L'INTRICATION, ENFIN, PREND CORPS : "ER = EPR est vague : cela peut vouloir dire que les deux phénomènes sont les mêmes, ou qu'ils se produisent toujours ensemble... Nous voulions comprendre comment on peut lire cette égalité", explique Andreas Karch qui a mené l'une des études à l'université de Washington, à Seattle. Sur le papier, ils commencent donc par intriquer un quark et un antiquark, ces grains fondamentaux de la matière qui constituent les protons et les neutrons des atomes. Puis auscultent leur comportement à l'aune des équations du trou de ver.

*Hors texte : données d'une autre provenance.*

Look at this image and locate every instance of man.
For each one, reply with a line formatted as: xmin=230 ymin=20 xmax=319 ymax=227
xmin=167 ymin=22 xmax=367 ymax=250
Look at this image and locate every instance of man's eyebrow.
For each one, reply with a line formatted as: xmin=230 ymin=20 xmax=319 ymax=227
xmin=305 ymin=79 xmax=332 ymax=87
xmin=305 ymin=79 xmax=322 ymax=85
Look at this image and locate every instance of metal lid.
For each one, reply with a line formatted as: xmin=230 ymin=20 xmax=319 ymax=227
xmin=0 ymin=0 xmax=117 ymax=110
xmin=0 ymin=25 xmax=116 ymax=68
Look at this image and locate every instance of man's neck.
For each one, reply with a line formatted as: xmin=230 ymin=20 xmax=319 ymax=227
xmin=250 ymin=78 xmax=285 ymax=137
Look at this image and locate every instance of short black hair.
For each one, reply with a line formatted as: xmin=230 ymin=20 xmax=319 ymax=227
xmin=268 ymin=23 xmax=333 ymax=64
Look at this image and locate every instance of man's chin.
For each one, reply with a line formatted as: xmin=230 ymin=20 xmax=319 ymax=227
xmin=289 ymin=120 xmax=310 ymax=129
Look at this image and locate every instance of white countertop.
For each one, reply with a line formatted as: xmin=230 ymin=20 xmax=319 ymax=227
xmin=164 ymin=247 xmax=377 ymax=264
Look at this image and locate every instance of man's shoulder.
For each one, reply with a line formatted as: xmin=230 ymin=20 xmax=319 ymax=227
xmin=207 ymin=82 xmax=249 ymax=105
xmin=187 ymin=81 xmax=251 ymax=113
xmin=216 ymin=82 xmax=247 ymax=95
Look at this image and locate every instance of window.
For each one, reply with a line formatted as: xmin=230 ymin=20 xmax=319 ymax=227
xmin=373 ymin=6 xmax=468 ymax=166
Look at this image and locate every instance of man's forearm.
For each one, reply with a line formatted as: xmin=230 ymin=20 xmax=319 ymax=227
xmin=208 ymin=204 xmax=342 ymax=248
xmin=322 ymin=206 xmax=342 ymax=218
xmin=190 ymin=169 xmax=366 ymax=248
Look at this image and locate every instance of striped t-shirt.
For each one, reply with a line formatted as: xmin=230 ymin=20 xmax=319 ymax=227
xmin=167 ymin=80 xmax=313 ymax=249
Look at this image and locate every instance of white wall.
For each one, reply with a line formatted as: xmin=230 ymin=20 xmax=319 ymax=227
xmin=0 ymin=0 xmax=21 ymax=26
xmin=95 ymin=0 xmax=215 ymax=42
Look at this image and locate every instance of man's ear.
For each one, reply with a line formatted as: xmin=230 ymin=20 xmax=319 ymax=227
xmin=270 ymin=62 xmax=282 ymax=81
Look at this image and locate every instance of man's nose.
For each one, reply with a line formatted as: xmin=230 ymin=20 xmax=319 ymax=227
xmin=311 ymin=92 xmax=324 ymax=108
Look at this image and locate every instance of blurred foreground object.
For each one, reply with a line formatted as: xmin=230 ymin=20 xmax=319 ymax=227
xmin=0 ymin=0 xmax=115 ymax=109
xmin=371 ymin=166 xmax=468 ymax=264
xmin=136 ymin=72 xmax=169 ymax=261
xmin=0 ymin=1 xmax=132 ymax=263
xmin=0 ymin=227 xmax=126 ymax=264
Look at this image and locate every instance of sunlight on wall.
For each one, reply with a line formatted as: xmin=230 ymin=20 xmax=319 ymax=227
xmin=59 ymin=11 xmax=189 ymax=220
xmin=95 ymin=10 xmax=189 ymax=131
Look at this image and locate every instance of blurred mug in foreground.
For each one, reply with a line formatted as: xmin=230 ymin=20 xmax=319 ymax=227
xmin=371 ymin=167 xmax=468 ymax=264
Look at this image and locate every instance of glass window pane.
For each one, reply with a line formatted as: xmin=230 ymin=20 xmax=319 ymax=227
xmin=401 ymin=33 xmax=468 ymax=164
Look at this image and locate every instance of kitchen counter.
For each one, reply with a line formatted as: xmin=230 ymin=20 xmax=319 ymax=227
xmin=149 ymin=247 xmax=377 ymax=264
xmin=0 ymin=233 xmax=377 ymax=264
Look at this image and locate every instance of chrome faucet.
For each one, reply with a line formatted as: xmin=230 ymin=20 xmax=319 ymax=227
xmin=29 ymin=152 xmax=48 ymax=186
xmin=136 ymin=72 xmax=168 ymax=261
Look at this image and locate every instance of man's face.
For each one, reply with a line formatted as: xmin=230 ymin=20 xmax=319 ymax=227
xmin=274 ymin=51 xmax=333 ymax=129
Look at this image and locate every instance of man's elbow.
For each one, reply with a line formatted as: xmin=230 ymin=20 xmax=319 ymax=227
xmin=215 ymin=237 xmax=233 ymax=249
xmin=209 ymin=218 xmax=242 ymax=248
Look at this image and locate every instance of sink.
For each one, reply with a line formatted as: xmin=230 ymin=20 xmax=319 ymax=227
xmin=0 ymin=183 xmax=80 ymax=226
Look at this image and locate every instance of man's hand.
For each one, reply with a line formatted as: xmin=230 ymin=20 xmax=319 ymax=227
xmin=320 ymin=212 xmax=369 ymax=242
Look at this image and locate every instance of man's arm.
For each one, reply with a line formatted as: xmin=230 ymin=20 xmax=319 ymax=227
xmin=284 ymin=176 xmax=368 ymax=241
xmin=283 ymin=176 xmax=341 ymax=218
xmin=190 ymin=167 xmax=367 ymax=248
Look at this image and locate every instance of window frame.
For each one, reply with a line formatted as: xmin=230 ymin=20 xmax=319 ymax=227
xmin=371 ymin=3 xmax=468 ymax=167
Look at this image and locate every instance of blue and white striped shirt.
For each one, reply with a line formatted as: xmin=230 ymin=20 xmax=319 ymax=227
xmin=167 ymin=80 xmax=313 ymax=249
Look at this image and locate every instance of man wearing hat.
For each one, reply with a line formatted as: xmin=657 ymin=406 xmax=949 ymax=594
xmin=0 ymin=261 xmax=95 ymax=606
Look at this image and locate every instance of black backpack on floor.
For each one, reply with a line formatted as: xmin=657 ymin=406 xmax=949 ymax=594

Les physiciens parviennent rapidement à la même conclusion : les formules du trou de ver décrivent exactement le comportement des particules intriquées. La description quantique de l'intrication et la géométrie classique du trou de ver mènent aux mêmes corrélations entre le quark et l'antiquark, précise le physicien. "Nous trouvons que l'intrication a une description équivalente mathématiquement en géométrie classique : le trou de ver". Bref, le lien quantique instantané et la pliure spatio-temporelle peuvent être vus comme 2 descriptions équivalentes d'une même réalité. D'ailleurs, les physiciens ont découvert que du point de vue du calcul, l'équivalence entre ER et EPR pourrait être fructueuse. Il serait plus facile d'utiliser les fomules du trou de ver pour modéliser des systèmes quantiques avec beaucoup de particules. "On pourrait décrire des systèmes hors de portée car plus le système quantique est complexe, plus la description du trou de ver se simplifie", détaille Andreas Karch. Mais c'est surtout la conséquence théorique de l'égalité qui les enthousiasme. ER = EPR signifie que l'intrication, enfin, prend corps. Cette propriété du monde évaporé et atemporel qu'est la physique quantiqne, devient un phénomène spatio-temporel... Or, l'intrication n'est pas qu'un phénomène parmi d'autres. Le "monstre" révélé par Einstein n'est pas une bizarrerie noyée dans le bouillonnement d'étrangetés qui agite l'infiniment petit. Les spécialistes des particules s'aperçoivent au contraire qu'elle est la véritable caractéristique du monde quantique, le phénomène qu'il faut comprendre pour pouvoir faire de la théorie de l'infiniment petit non plus seulement un ontil de calcul efficace, mais une véritable description de la nature.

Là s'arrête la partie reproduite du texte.